Но, в совершенстве владея искусством маскировки темных сторон человеческой жизни, греческие художники ничуть не хуже умели скрывать от самих себя и от своих зрителей и безобразие смерти. И в вазовой живописи, и в скульптуре классической эпохи фигуры мертвых и умирающих людей, как правило, отличаются той же безупречной красотой и совершенством пропорций лица и тела, что и фигуры живых участников изображенного события. Художник или скульптор мог довольно точно передать мертвенное оцепенение тела погибшего героя, как мы это видим, например, на великолепном аттическом килике работы прославленного мастера Дуриса (начало V в. до н. э.), роспись которого изображает богиню утренней зари Эос с телом ее сына Мемнона, убитого Ахиллом в одном из последних сражений Троянской войны. При этом, однако, он старательно избегал всякого рода натуралистических деталей реальной картины смерти явно щадя нервы зрителей так же, как и их эстетическое чувство' которое, несомненно, было бы оскорблено физиологической точностью такого рода. Греческий мастер был твердо убежден в том, что человек во всех отношениях прекрасный (настоящий калос кагатос) должен оставаться таковым и в объятиях смерти, ибо достойным завершением прекрасно прожитой жизни может стать только не менее прекрасная смерть. Поэтому в сценах смерти в классическом греческом искусстве мы не найдем ничего отталкивающе безобразного или устрашающего. В них нет ни той хладнокровной варварской жестокости, которой отличаются изображения всевозможных расправ над побежденными, массовых казней и царских охот в древневосточном, особенно в ассирийском искусстве, ни того трагического надрыва, иногда доходящего до истерической взвинченности, который так поражает нас в таких прославленных скульптурных группах эпохи эллинизма как Лаокоон или Галл, убивающий свою жену и себя. Рядом с этими образцами почти барочной патетики даже такие трагически окрашенные произведения классической эпохи, как фигуры умирающих воинов с фронтонов эгинского храма Афины Афайи или сцена гибели царицы амазонок Пентесилеи на замечательном аттическом красно-фигурном килике первой половины V в. до н. э., кажутся исполненными умиротворенного спокойствия и светлой печали. Можно сказать, что в них отсутствует сам ужас смерти, преодоленный жизнеутверждающей силой бессмертной гармонии.
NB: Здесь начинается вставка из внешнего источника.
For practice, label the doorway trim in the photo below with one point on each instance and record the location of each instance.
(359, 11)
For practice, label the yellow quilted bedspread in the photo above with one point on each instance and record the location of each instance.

Если попробовать теперь кратко подытожить все эти наши наблюдения над основными особенностями классического греческого искусства, то его эстетическое своеобразие можно было бы, пожалуй, выразить такой формулой: «По своей природе это было, с одной стороны, не что иное, как жизнеподобие, ограниченное и урегулированное гармонией, с другой же — гармония, ограниченная жизнеподобием». Гармония и, прежде всего, ее главная составляющая — чувство меры, была тем скрытым «камертоном», который сдерживал греческого художника в его вечном стремлении к познанию жизни, заставлял избегать слишком сильных, граничащих с гротеском приемов художественной экспрессии,[148]
удерживал от чрезмерной драматической напряженности отдельных фигур и целых композиций, от крайностей бурной эмоциональности или чересчур утонченного психологизма. Непреложный закон красоты, понимаемой прежде всего как очень точно сбалансированная система равновесия, соразмерности и структурной ясности пластических объемов или графических контуров, начисто исключал любые «вольности» такого рода и неумолимо требовал от художника обуздывания своих творческих порывов и отказа от слишком смелого экспериментирования с формами, линиями и цветом. Пресловутое бесстыдство плоти в греческом и вообще античном искусстве, так сильно смущавшее и вводившее во искушение добрых христиан, может показаться по-детски невинной и даже целомудренной забавой в сравнении с той предельно откровенной и поистине соблазнительной обнаженностью человеческого духа, с которой мы впервые сталкиваемся в эллинистическом, а затем римском скульптурном портрете и в таких во многом созвучных им образцах античной портретной живописи, как знаменитая фаюмская энкаустика. Во всех этих случаях слишком резко акцентированная психологическая экспрессия и натуральность облика портретируемого лица как бы взрывают изнутри художественную гармонию и почти совершенно сводят на нет дистанцию, отделяющую реальную жизнь от произведения искусства. Греческие художники классической эпохи всегда старались блюсти эту дистанцию и, может быть, именно по этой причине так поздно (едва ли ранее последних десятилетий V в. до н. э.) обратились к портретному жанру в собственном значении этого слова. При этом, как было уже сказано, они сумели избежать и другой крайности и не дали увлечь себя химерам и фантасмагориям беспредметного искусства, хотя испытанный ими соблазн абсолютного отказа от реальностей зримого мира и погружения в чистую гармонию абстрактных геометрических форм был весьма силен.